4. The cooling structure for reducing temperature rise of a compound excitation motor with interleaved poles according to claim 1 wherein: the cooling water channel is inserted from the outer sides of the two sections of stators and is fixed with the cooling water channel through the cooling water channel grooves of the yokes of the two sections of stators.

5. The cooling structure for reducing temperature rise of a compound excitation motor with interleaved poles according to claim 1 wherein: the cooling water channel outer circle shrink fit stator magnetic conduction back yoke plays an axial magnetic conduction role.

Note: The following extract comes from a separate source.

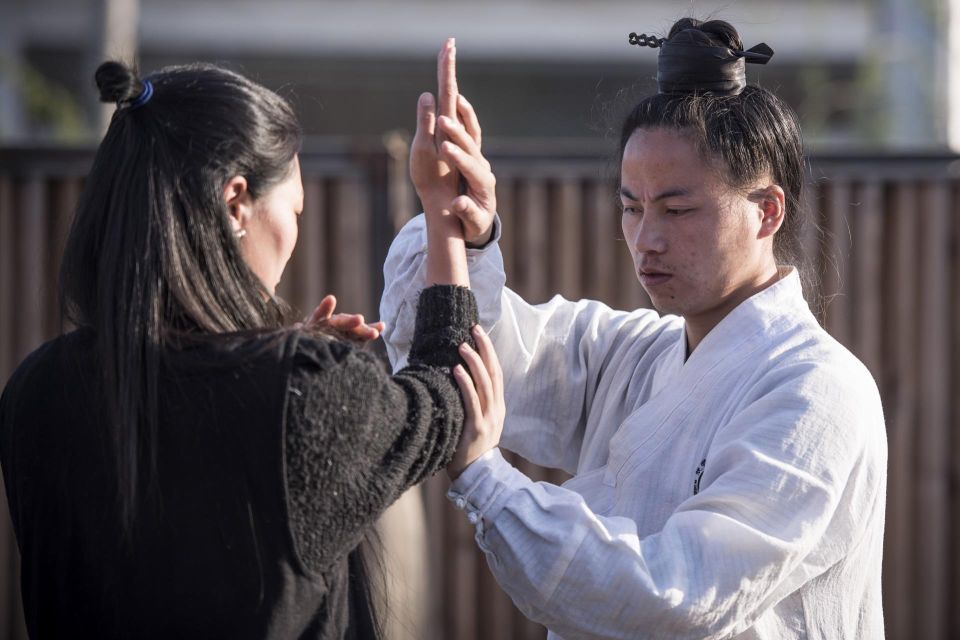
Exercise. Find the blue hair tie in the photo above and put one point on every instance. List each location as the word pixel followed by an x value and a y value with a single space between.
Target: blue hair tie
pixel 144 96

6. The cooling structure for reducing temperature rise of a compound excitation motor with interleaved poles according to claim 1 wherein: the cooling water channel comprises circular water channels, water collecting rings at two ends, water inlet and outlet pipes and water channels with concave breaking positions of the stators at two ends, wherein the number of the circular water channels is the same as that of the circular arc grooves of the two sections of stator cores.

7. The cooling structure for reducing temperature rise of a compound excitation motor with interleaved poles according to claim 1 wherein: the cooling water channel is a spiral water channel or a circular water channel.